Das Open-World-Adventure "Reflections" vom Entwicklerstudio Broken Window Studios beschäftigt sich hingegen mit der Trivialität des täglichen Lebens und dreht sich um den Moment des Erwachsenwerdens, des Wegziehens von zu Hause und der persönlichen Entscheidungen, die das mit sich bringt. Und das 2015 exklusiv für PS4 erscheinende "Everybody’s Gone To The Rapture" stellt sich die Frage, was passiert wenn die Apokalypse stattfindet und man selbst nicht eingeladen ist.
Episodischer Showdown
Zu bekannten Adventure-Mechanismen neu hinzu kommen zudem Veröffentlichungsstrategien, die sich ideal an die Konsumgewohnheiten der Generation "Gutes-Fernseh-Schauen" anpassen: Um den Spieler nicht zu überwältigen und von Entwicklerseite Produktionszyklen besser verwalten zu können, werden Titel nicht in einem Rutsch, sondern episodisch veröffentlicht. Dadurch können Spiele plötzlich wie Fernsehserien, Stück für Stück, rezipiert werden – ein Erfolgsrezept, das Entwickler wie Telltale in den Mainstream brachten und das mittlerweile zum Standard für Adventure-Spiele gehört.
Klassische Puzzles rutschen mehr und mehr in den Hintergrund, der Fokus liegt mehr denn ja auf der Story und deren indivivuellem Erleben durch die Spieler. Natürlich fordern diese neuen Spielmechanismen vor allem die Geschichtenschreiber: Wenn nicht mehr durch Action-Sequenzen oder besonders schwere Rätsel abgelenkt werden kann, muss die Story richtig passen. Und genau das schaffen Double Fine, Telltale, Dontnod und ihre zahlreichen Entwicklerkollegen zurzeit eindrucksvoll.
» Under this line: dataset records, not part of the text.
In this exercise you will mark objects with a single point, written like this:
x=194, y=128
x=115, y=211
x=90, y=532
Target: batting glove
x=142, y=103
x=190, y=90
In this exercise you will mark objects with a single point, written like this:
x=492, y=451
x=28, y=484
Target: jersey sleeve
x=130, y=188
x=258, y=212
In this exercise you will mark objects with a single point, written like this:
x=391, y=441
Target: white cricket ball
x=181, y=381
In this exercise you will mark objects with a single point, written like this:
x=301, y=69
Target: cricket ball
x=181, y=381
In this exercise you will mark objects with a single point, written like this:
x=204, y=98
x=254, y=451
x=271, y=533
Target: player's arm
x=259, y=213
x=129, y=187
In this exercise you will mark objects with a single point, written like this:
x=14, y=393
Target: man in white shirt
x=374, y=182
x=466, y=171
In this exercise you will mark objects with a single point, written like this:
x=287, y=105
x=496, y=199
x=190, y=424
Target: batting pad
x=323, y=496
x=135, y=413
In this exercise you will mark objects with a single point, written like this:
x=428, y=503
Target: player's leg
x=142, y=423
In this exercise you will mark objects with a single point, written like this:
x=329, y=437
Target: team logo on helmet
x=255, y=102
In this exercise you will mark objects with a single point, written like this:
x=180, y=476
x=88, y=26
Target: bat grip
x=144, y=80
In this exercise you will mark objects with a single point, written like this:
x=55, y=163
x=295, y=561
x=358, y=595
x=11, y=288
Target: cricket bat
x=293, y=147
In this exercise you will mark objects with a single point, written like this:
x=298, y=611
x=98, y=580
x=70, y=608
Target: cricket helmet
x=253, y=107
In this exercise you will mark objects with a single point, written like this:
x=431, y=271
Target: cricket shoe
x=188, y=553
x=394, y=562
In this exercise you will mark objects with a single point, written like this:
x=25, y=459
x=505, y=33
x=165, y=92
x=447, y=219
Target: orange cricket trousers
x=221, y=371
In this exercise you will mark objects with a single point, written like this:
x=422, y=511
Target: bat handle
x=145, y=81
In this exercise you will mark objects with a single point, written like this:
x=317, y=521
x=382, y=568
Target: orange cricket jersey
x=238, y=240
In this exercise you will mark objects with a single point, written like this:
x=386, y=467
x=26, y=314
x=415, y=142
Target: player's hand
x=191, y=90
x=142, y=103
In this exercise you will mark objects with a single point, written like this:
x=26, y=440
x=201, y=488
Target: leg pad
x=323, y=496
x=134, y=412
In weiterer Folge scheint zumindest vorübergehend der Trend in eine Richtung zu gehen: nach oben. Noch in diesem Jahr kommen neben den zu Beginn erwähnten Adventure Games neue Ableger der "Game Of Thrones"-Reihe, die dritte Staffel zum "The Walking Dead"-Spiel und allerlei Sequels zu Klassikern wie "Dreamfall" und "Syberia" auf den Markt. So schnell wird also mit dem Pointen und Klicken nicht wieder aufgehört werden.